If any doubt about the reported credit crisis remained, Mervyn King, the Bank of England’s Governor quelled it yesterday. Appearing before the Treasury select committee yesterday, Mr. King admitted that “the financial crisis has moved into a new and different phase.”
In the wake of the recent shake ups involving Northern Rock and US bank Bear Stearns, and the speed at which rumours temporarily damaged HBOS, Mr. King spoke of the nervous financial market, and the damage such events have caused.
In addition to this instability, Mr. King warned that inflation could rise to 3 per cent, 1 per cent higher than the target rate. A steep rise in commodity prices such as food, gas and electricity are, according to Mr. King, the key contributers to a rise in inflation.
Mr. King also confirmed recent reports that the economy is slowing down, stating: “Our central projection in February was for economic activity to slow quite sharply this year, as the world economy turns down and credit becomes less widely available.”
If the economy slows, there is a chance that this will, in turn pull the rate of inflation down with it. Meanwhile, both activity and prices on the housing market continue to weaken and the outlook is bleak for the majority of households.
According to Monefacts.co.uk, credit is becoming harder and harder to secure, personal loan rates have risen by an average of 1.7 per cent in the past year and lenders have significantly tightened their lending criteria.
Samantha Owens, head of personal finance at Moneyfacts.co.uk, said: “Unsurprisingly the personal loan market has not escaped the effects of the credit crunch. In 2008 alone we have seen 27 changes to personal loan products.
“Over the last year we have seen lenders reassessing how they offer personal loans too, with more and more lenders adopting personal pricing or a credit rating assessment.

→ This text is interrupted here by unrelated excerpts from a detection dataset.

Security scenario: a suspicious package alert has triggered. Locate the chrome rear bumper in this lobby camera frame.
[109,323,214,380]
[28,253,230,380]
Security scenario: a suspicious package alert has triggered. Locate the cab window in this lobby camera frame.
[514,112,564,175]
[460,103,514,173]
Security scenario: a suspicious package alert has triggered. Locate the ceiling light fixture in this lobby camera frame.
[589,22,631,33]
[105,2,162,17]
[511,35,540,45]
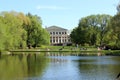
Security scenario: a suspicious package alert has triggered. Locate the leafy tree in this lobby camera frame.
[71,14,111,45]
[108,13,120,49]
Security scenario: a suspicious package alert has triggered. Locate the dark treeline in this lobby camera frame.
[70,5,120,49]
[0,11,50,51]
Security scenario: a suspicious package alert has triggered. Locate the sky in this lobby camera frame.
[0,0,120,30]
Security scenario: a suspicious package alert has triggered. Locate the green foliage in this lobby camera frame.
[71,14,111,45]
[0,11,49,51]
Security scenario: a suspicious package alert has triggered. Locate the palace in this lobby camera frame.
[46,26,71,45]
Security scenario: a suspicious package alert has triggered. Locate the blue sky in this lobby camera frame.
[0,0,119,30]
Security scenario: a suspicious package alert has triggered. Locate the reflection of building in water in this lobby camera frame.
[46,26,71,45]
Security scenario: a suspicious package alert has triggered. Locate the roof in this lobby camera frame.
[46,26,67,31]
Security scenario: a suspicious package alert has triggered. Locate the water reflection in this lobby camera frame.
[0,52,120,80]
[0,54,47,80]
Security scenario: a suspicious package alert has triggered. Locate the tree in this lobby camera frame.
[71,14,111,45]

“This amendment is yet another sign that we are all too dependant on borrowing and are willing to accept a higher rate to ensure we get the funds.” Ms Owens concluded.
Stricter lending regulations have come as Mervyn King yesterday suggested that a lack of such rules is partly to blame for the credit crisis. Mr. King said: “The heart of the problem is not in the real economy; it is in the financial sector itself. It stems from an ‘overhang’ on banks’ balance sheets of assets in which markets have now closed. These assets cannot now be sold or used to secure funding in the market – they are difficult to finance. That has created uncertainty about the strength of banks’ financial positions.
Mr. King concluded: “One of the lessons of this financial crisis is that providers of mortgage finance had underestimated the risks, and hence the true cost of the securitisation process.”